Délits routiers en comparution (presque) immédiate
Deux comparutions immédiates en cette fin de semaine au tribunal correctionnel de Chaumont. Des dossiers prioritaires. Des atteintes à la personne, un de ces courageux bipèdes à la gifle facile ? Négatif. Des atteintes aux biens, un des auteurs des multiples cambriolages enregistrés ces dernières semaines ? Négatif. Des délits routiers.
Nidhal K. s’avance sous bonne escorte dans le box sécurisé réservé aux prévenus. Trivialement parlant, monsieur l’aurait bien cherché. « Vous êtes imperméable aux décisions judiciaires », notait le procureur Cecoltan. Le 22 septembre 2022, à Langres, au volant du véhicule de son employeur, le prévenu était invité par les hommes en bleu à stopper sa route. Problème, le Langrois n’est provisoirement plus titulaire de son permis de conduire.
« Un véritable mépris »
« Une peine est homologuée le 8 septembre 2022, douze jours plus tard, monsieur est interpellé au volant alors que je venais personnellement de lui expliquer qu’il ne pouvait plus conduire, son comportement témoigne d’un véritable mépris pour la justice », tonnait le procureur Cecoltan avant de rappeler que le conducteur, sous l’empire d’un état alcoolique, une bien mauvaise habitude, circulait à une vitesse excessive.
Et puis, la personnalité du prévenu interroge. « Six mentions en l’espace de 18 mois ». Dont une condamnation pour extorsion. En prime, une supposée absence de prise de conscience. « Monsieur vous regarde dans les yeux et vous ment ! » Réquisitions ? « Incarcération immédiate ! » Huit mois de prison ferme. Et révocation au même quantum du sursis encadrant une précédente condamnation.
« Monsieur reconnaît les infractions », commença par noter Me Tribouley. « Il n’y a pas eu d’accident, mais au total, il devrait être condamné à 16 mois de prison ferme ? Monsieur travaille depuis près de deux ans dans la même entreprise, mais on veut l’envoyer en prison, il va devenir quoi ? A la maison d’arrêt de Chaumont, il n’y a plus de psychiatre, le Csapa (Centre de soin, d’accompagnement et de prévention en addictologie) est débordé, il est compliqué de suivre une formation.» Décision ? Quatre mois de prison ferme. Sursis révoqué à hauteur de quatre mois. Et surtout, direction la case prison.
Incarcéré
Deuxième dossier. Urgent ? Prioritaire ? La défense apportera une réponse pour le moins précise. Le 15 juin, à Semoutiers, Houari A. faisait l’objet d’un contrôle routier attestant de la consommation de cannabis. Traitement classique. Suspension du permis de conduire, ce précieux sésame.

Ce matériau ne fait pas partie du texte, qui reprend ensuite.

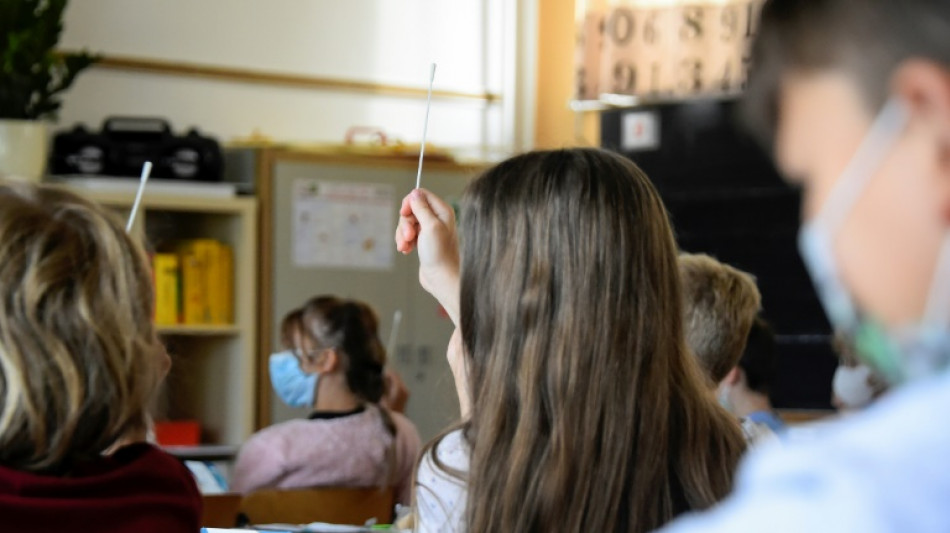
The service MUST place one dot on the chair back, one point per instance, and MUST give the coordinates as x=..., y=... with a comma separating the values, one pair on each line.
x=220, y=510
x=333, y=505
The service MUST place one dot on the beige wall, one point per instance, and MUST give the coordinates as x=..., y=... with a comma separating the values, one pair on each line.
x=376, y=41
x=556, y=125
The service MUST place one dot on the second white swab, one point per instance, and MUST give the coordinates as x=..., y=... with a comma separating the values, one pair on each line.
x=146, y=170
x=425, y=125
x=393, y=334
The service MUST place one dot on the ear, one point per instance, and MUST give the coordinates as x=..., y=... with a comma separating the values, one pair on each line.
x=925, y=87
x=732, y=378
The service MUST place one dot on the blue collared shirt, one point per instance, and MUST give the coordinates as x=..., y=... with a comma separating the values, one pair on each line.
x=886, y=469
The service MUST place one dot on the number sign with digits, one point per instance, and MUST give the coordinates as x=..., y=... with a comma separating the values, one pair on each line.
x=691, y=49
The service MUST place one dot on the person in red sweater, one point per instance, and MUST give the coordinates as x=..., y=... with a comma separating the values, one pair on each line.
x=79, y=363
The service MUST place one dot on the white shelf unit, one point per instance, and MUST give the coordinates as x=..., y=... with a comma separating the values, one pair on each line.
x=214, y=370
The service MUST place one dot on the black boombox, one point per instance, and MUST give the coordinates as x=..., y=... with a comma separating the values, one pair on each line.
x=125, y=143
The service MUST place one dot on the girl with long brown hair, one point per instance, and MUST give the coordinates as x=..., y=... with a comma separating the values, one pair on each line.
x=582, y=409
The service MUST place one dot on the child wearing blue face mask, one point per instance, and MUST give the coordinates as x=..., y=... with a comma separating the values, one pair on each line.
x=336, y=365
x=292, y=385
x=854, y=95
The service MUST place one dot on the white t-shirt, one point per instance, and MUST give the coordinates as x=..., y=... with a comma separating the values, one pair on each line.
x=886, y=470
x=441, y=497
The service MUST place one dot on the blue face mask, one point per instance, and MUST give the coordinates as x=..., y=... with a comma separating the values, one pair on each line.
x=294, y=386
x=899, y=354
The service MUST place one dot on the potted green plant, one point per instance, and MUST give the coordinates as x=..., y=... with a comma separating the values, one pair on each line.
x=33, y=76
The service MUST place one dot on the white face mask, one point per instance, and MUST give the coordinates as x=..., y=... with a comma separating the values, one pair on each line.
x=852, y=387
x=900, y=354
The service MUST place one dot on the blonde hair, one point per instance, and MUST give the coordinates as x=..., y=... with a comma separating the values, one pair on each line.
x=79, y=358
x=588, y=413
x=720, y=304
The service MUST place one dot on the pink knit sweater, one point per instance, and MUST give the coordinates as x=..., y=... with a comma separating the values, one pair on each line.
x=350, y=451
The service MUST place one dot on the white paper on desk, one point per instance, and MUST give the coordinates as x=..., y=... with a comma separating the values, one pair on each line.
x=320, y=527
x=343, y=224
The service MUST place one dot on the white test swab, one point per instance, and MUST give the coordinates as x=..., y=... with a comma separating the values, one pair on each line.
x=393, y=334
x=146, y=170
x=425, y=125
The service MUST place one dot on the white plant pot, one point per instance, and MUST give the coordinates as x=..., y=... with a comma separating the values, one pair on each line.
x=24, y=149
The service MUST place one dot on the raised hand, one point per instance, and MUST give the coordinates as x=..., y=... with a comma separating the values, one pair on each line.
x=427, y=225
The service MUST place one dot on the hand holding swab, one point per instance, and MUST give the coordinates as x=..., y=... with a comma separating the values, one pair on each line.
x=146, y=170
x=425, y=125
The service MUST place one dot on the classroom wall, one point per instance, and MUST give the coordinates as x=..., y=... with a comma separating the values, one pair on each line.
x=556, y=125
x=474, y=42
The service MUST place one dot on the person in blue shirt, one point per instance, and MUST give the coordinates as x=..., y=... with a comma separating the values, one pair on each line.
x=746, y=389
x=854, y=98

Condamné par le passé pour trafic de stupéfiants ou extorsion, le quadragénaire est actuellement incarcéré, sur décision du juge d’application des peines, suite au non respect de différentes obligations fixées dans le cadre d’une précédente condamnation. Sortie programmée au 28 janvier.
Au nom du prévenu, Me Alfonso sollicitait un délai, de droit dans le cadre d’une comparution immédiate, afin de préparer la défense de son client. Soucieux des conséquences d’un éventuel appel de la décision ayant motivé, pour une cause totalement extérieure au dossier du jour, l’actuelle incarcération du prévenu, le procureur Cecoltan sollicitait un maintien en détention dans l’attente d’une audience de renvoi fixée au 14 novembre.
« Trop, c’est trop ! »
Me Alfonso pouvait partager sa stupéfaction. Sa colère, aussi. « La parole de la défense est libre, dans ce dossier, on détourne la procédure de comparution immédiate, trop, c’est trop ! Les faits datent du 15 juin, on contrôle monsieur, on le laisse repartir et là, trois mois plus tard, on va le chercher en maison d’arrêt, on le place en garde à vue, on le présente en comparution immédiate en me demandant de fournir des pièces alors que j’ai été saisie du dossier il y a quelques heures et on sollicite un maintien en détention alors que monsieur est actuellement incarcéré, cette demande est abusive et injustifiée, comme tout le reste. On instrumentalise le tribunal, les bras m’en tombent, ça suffit ! »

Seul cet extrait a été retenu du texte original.